I have given birth to three children. I have survived cancer. But in some ways my greatest challenge ever came this Thanksgiving.
It was tough, really tough, to smell the food and know that I couldn't have even one bite. My family rallied around me, gave me encouragement, and made me laugh – a lot.
Still, I wanted to plant my face in the bowl of leftover stuffing and just chew! I miss chewing. Who knew you could miss chewing?
When I was diagnosed with FAP, a genetic form of colorectal cancer, I was told that after treatment I might develop benign tumors. But I was too focused on beating cancer to think about the after-effect – until it happened. These inoperable desmoid tumors worked their way into my small bowel, establishing fistulas, or abnormal connections.
By late October, the pain was so severe I couldn't walk my dog or even sit comfortably.
I needed to heal, but the only way to do that was to stop eating.
Since Oct. 30, I have been hooked up to Total Parenteral Nutrition, or TPN, for 12 hours every night in hopes of giving my bowels a rest so the fistulas will close. I'm not hungry, but I'm not satisfied either.
My situation would almost be comical if it wasn't so frustrating. I'm Italian. I love to entertain, cook, bake, and eat. Don't get me started on my meatballs – big, juicy balls studded with fresh parsley, parmesan, and garlic.
I'm grateful to be alive. I would never minimize that.
But when it comes to daily living, not eating is the most challenging thing I have ever had to do.

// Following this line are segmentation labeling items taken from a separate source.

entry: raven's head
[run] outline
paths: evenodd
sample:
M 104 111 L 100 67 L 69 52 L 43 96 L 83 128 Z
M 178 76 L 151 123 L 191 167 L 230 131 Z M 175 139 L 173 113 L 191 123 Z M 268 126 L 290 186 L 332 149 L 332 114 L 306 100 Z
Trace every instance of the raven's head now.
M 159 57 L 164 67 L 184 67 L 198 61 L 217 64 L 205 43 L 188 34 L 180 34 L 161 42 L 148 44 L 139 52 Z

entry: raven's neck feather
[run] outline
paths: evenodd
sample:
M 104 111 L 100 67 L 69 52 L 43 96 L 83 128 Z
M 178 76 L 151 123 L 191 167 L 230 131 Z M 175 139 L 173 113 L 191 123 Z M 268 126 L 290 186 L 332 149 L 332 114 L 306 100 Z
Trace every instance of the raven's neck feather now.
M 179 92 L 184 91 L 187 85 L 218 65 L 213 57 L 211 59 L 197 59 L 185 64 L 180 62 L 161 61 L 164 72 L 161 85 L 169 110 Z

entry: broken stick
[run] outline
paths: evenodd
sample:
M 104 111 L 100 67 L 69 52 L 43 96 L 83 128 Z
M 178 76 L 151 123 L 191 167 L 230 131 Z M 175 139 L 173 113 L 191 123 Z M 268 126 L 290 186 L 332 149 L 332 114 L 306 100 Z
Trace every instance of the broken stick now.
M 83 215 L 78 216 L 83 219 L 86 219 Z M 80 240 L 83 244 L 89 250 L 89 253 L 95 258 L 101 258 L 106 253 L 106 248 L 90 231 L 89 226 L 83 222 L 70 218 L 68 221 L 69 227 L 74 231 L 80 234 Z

I don't even like fried shrimp, but still I wanted to shove fistfuls of them in my mouth at a recent work gathering. Before TPN, my quality of life was hampered by fevers, chronic infection, and lethargy. Those are all better; but not eating is a real quality-of-life issue, too.
When you get together with friends, nine times out of 10, you go out to eat. Going to the mall, the smell of food smacks you in the face from all the restaurants. At the movies, the smell of warm, buttery popcorn wafts through the air. At work, even a colleague's leftovers warming in the microwave smells amazing when you can't eat anything.
Christmas is coming, and yes, I will cook dinner with the help of my family. It's a tradition I'm not willing to give up. As hard as it is to not eat, missing out on any part of this season would be even worse.
Everyone comes home; the house is full of life and laughter. Homemade crepes for the manicotti, freshly made sauce and meatballs, prime rib, sweet potatoes with a hint of cardamom and cinnamon, sun-kissed carrots. Rosemary shortbread cookies, chocolate crinkles, and a luscious chocolate crème pie. We will continue the tradition of cooking together and listening to carols, and laughing – a lot.
And I'll try very, very hard to be patient and wait for the day that I will be healthy again, ready to eat, be social, and have my life back.